Примечательно, что стихи в этом роде отличаются у Чухонцева прямо-таки фенологической точностью. В них не Природа философов, а календарные ритмы среднерусской равнины, и ее заботы о прокорме, и «тоска пространства», древняя ширь. Напоминание о ее страде и размахе входит в поэзию Чухонцева неявно, негласно – вместе с тревожными образами высокой воды, пароходных гудков, перелетных стай. Его склонность к характерным для национального мирочувствия сближениям природного события (ледоход, ледостав, разлив) и исторического свершения или сдвига, заставляет вспомнить природно-исторические параллели «Слова о полку Игореве». Эпиграфом же из «Слова…» помечено одно из самых заметных стихотворений – «Зычный гудок, ветер в лицо…», – заряженное исторической энергией, настойчивыми вопросами будущему.
Задержимся на этом подробнее. Сколько ни написано Чухонцевым превосходных «осенних» стихов (а у всех трех поэтов они, как правило, оказываются среди лучших), символичен для его чувства родины, мне кажется, – весенний разлив, паводок. Тут и оголенная неустроенность по ходу всех переустройств:
Облупилась яичная кладка,
сгнил настил до последней доски.
Посреди мирового порядка
нет тоскливее здешней тоски.
Здесь, у темной стены, у погоста —
оглянусь на грачиный разбой,
на деревья, поднявшие гнезда,
в голых сучьях над мутной водой, —
тут и надежда на то, что имеет же смысл многовековое бесстрашие России перед лицом этой неустроенности, не напрасен же выплеск невиданных сил, а значит, и собственная жизнь поэта:
Родина! Свет тусклых полей, омут речной да излучина.
Ржавчина крыш, дрожь проводов, ропот быков под мостом, —
Кажется, все, что улеглось, талой водой взбаламучено,
всплыло со дна и понеслось, чтоб отстояться потом.
Это весна все подняла, все потопила и вздыбила —
бестолочь дней, мелочь надежд – и показала тщету.

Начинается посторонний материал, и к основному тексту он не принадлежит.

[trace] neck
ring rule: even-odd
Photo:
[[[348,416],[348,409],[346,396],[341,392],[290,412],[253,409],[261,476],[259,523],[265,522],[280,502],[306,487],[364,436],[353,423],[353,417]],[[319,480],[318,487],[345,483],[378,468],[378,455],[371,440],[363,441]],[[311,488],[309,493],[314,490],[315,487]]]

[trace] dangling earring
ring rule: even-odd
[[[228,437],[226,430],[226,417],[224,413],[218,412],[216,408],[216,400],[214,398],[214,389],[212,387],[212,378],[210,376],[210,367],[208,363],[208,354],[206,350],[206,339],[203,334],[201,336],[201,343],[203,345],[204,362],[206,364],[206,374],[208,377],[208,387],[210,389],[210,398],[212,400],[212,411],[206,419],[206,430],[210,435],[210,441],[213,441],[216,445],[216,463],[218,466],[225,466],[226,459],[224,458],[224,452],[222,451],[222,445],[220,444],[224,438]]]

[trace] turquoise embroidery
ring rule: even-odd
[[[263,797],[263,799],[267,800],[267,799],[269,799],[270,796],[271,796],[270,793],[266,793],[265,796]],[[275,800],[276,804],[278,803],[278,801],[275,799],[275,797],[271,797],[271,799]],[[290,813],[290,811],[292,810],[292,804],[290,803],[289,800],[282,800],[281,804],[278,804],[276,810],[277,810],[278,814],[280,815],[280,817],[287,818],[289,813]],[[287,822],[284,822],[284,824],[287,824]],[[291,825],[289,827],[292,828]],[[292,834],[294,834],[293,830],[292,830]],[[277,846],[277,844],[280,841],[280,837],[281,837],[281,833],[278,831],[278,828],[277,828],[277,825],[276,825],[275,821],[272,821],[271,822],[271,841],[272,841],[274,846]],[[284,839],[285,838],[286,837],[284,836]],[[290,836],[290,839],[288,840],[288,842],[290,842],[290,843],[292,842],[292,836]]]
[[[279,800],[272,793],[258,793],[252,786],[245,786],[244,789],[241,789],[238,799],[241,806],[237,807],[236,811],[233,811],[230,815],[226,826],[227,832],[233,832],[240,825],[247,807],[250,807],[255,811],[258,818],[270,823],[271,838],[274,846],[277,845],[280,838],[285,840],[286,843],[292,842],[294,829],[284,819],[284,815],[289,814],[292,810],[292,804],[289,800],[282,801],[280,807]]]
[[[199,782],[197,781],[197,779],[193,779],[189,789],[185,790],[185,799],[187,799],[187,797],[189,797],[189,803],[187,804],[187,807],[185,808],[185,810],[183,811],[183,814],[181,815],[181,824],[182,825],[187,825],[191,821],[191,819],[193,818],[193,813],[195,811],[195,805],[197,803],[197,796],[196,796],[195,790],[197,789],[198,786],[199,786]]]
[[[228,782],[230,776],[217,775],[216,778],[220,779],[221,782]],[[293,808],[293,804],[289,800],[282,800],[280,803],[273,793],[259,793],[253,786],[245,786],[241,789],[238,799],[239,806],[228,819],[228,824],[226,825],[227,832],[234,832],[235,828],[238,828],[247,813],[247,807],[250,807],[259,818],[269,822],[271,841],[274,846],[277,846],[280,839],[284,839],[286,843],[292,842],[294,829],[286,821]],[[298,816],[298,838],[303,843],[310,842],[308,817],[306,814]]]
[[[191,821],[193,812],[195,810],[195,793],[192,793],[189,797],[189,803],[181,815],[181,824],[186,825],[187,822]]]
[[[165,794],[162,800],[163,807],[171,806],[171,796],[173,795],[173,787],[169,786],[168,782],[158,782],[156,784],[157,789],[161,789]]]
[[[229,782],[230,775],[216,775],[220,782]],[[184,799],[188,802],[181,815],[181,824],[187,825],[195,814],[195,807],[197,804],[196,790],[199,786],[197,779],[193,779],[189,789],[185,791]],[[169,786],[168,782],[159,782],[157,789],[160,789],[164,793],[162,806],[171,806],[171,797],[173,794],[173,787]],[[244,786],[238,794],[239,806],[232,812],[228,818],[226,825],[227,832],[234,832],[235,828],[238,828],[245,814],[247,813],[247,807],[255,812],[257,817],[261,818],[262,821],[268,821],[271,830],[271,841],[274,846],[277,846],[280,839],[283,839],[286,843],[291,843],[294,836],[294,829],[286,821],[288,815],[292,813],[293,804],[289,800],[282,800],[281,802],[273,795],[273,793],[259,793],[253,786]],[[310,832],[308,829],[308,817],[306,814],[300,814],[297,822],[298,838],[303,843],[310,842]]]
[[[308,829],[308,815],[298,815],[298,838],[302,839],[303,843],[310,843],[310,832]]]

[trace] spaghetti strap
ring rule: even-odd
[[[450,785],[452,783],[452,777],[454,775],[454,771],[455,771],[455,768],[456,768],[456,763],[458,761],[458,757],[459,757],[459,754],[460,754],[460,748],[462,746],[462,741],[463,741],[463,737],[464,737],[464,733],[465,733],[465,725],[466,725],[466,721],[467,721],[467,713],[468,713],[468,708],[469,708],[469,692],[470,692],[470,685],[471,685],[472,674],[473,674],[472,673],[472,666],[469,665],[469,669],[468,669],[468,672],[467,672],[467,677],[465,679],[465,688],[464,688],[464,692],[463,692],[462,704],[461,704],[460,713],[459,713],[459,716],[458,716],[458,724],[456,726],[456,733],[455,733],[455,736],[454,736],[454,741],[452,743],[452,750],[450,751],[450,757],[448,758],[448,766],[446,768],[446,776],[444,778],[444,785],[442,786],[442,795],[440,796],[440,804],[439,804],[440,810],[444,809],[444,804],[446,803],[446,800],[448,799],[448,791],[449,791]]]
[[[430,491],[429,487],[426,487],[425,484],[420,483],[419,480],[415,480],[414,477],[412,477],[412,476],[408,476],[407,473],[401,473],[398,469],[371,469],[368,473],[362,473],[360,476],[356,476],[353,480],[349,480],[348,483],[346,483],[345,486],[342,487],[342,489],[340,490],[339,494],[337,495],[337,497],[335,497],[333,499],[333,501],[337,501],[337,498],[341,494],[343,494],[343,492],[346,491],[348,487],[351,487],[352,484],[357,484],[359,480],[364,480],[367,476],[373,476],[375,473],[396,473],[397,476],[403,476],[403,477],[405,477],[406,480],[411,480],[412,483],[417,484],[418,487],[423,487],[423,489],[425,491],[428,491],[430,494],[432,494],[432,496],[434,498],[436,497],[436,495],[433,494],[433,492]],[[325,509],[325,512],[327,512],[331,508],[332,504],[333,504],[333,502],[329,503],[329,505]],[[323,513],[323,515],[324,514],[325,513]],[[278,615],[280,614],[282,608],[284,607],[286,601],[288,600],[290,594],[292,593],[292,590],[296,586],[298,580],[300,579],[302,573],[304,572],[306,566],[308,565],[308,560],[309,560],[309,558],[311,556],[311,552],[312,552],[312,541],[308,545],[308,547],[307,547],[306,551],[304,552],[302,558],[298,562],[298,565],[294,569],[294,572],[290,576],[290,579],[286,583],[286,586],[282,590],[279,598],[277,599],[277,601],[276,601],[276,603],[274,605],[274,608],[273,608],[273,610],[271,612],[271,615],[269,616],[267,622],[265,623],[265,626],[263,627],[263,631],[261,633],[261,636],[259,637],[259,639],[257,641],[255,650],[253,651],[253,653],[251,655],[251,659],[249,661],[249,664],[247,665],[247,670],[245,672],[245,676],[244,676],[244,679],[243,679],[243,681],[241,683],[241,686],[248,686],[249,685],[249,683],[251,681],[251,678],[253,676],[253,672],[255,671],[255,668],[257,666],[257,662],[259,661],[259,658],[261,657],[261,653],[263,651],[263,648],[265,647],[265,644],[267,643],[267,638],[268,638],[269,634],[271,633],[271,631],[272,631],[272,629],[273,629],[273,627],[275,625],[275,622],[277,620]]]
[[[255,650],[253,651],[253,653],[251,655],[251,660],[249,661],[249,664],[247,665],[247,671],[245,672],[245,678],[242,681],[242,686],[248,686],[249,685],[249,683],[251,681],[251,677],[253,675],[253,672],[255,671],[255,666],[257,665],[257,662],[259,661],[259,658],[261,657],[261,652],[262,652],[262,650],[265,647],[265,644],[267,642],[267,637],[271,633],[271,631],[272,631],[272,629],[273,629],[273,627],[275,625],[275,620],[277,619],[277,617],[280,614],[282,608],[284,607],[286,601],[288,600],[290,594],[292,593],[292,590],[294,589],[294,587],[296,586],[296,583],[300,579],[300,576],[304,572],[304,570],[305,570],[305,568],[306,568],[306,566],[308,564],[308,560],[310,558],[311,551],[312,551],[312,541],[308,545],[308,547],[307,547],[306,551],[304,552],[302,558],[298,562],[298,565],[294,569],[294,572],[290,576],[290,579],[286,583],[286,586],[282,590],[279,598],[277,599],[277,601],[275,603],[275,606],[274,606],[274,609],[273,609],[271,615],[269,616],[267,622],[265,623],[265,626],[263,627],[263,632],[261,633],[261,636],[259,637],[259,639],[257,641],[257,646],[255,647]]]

Что ж я стою, оторопев? Или нет лучшего выбора,
чем этот край, где от лугов илом несет за версту?
Гром ли гремит? Гроб ли несут? Грай ли висит над просторами?
Что ворожит над головой неугомонный галдеж?
Что мне шумит, что мне звенит издали рано пред зорями?
За семь веков не оглядеть! Как же за жизнь разберешь?
(«… Зычный гудок, ветер в лицо…»)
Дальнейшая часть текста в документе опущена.